What Are Large Language Models
Large language models are neural systems trained to predict and generate token sequences. They learn statistical and semantic patterns from broad corpora.
Pretraining and Training Data
During pretraining, models ingest massive datasets to build general language capabilities. Data diversity, filtering, and deduplication are critical to quality and safety.
Gradient Descent and Optimisation
Training relies on gradient descent, backpropagation, and adaptive optimisers to minimise prediction error across billions of parameters.

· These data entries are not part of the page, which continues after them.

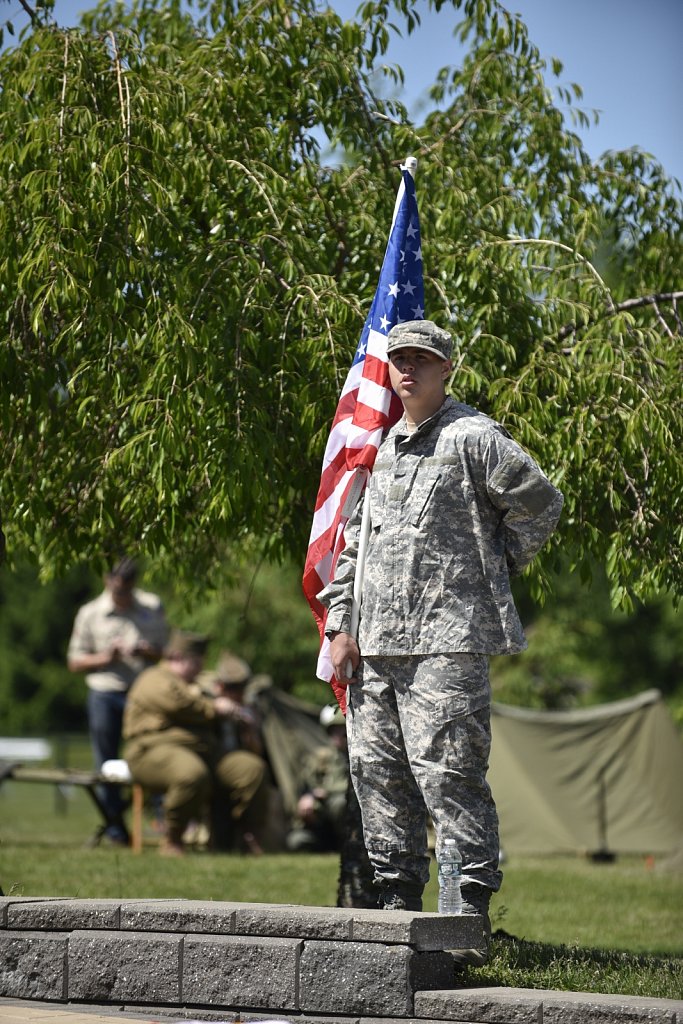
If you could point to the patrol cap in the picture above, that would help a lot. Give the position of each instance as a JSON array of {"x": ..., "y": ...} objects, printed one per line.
[
  {"x": 182, "y": 643},
  {"x": 231, "y": 671},
  {"x": 332, "y": 715},
  {"x": 420, "y": 334}
]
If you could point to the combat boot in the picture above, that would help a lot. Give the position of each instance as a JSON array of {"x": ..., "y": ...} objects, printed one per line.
[
  {"x": 475, "y": 901},
  {"x": 398, "y": 896}
]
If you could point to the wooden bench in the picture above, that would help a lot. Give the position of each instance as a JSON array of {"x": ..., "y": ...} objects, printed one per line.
[{"x": 88, "y": 780}]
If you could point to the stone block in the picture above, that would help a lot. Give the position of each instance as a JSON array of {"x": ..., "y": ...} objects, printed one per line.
[
  {"x": 294, "y": 922},
  {"x": 118, "y": 967},
  {"x": 355, "y": 978},
  {"x": 33, "y": 966},
  {"x": 423, "y": 931},
  {"x": 177, "y": 915},
  {"x": 7, "y": 901},
  {"x": 241, "y": 971},
  {"x": 484, "y": 1006},
  {"x": 590, "y": 1008},
  {"x": 63, "y": 915}
]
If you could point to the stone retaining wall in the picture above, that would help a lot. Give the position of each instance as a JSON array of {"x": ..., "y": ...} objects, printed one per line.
[{"x": 247, "y": 961}]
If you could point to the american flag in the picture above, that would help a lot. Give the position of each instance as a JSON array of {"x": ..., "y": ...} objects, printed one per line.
[{"x": 367, "y": 408}]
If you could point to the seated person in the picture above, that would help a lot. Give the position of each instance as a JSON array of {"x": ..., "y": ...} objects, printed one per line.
[
  {"x": 172, "y": 744},
  {"x": 322, "y": 806},
  {"x": 240, "y": 736}
]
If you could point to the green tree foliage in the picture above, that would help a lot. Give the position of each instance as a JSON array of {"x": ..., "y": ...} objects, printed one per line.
[
  {"x": 37, "y": 691},
  {"x": 183, "y": 280},
  {"x": 582, "y": 651}
]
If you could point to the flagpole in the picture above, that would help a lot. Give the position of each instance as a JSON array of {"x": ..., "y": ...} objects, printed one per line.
[{"x": 411, "y": 166}]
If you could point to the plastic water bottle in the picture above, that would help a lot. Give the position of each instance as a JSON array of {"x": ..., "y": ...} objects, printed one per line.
[{"x": 450, "y": 877}]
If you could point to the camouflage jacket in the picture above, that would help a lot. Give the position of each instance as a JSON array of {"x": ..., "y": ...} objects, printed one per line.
[{"x": 457, "y": 507}]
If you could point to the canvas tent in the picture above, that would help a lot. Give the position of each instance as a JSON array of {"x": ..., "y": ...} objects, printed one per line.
[{"x": 600, "y": 779}]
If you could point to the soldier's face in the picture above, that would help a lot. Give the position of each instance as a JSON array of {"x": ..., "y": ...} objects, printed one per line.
[{"x": 417, "y": 374}]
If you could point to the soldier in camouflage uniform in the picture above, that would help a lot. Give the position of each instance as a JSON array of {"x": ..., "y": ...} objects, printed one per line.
[{"x": 457, "y": 507}]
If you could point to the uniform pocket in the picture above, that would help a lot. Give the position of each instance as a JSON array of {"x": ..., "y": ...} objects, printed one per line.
[{"x": 436, "y": 491}]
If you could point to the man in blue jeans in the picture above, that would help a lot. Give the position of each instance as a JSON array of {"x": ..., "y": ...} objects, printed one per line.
[{"x": 115, "y": 637}]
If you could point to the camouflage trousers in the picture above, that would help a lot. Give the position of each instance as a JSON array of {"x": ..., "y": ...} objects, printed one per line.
[{"x": 419, "y": 737}]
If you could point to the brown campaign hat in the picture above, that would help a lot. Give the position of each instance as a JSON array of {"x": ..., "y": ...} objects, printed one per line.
[{"x": 231, "y": 671}]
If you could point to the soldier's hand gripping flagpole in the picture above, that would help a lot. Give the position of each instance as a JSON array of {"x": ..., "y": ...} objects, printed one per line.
[{"x": 368, "y": 407}]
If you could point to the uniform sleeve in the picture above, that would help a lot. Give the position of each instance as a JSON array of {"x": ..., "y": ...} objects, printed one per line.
[
  {"x": 338, "y": 595},
  {"x": 184, "y": 705},
  {"x": 530, "y": 504}
]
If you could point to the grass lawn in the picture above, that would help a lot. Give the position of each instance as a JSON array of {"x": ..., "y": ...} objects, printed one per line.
[{"x": 562, "y": 923}]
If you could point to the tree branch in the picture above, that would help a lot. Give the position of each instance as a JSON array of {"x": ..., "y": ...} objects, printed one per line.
[{"x": 638, "y": 303}]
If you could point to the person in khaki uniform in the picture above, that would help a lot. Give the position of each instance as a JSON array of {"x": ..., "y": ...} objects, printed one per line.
[
  {"x": 239, "y": 735},
  {"x": 321, "y": 818},
  {"x": 172, "y": 743}
]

GPU and Distributed Training
LLM training uses clusters of GPUs with distributed data/model parallelism. Efficient scheduling and communication are required to scale without instability.
Fine-Tuning and Model Adaptation
After pretraining, fine-tuning adapts models to domain, terminology, and task constraints such as legal translation or customer-support assistants.
Challenges in Training LLMs
Key challenges include compute cost, data governance, model bias, hallucinations, evaluation reliability, and carbon impact. Responsible deployment requires technical and policy controls.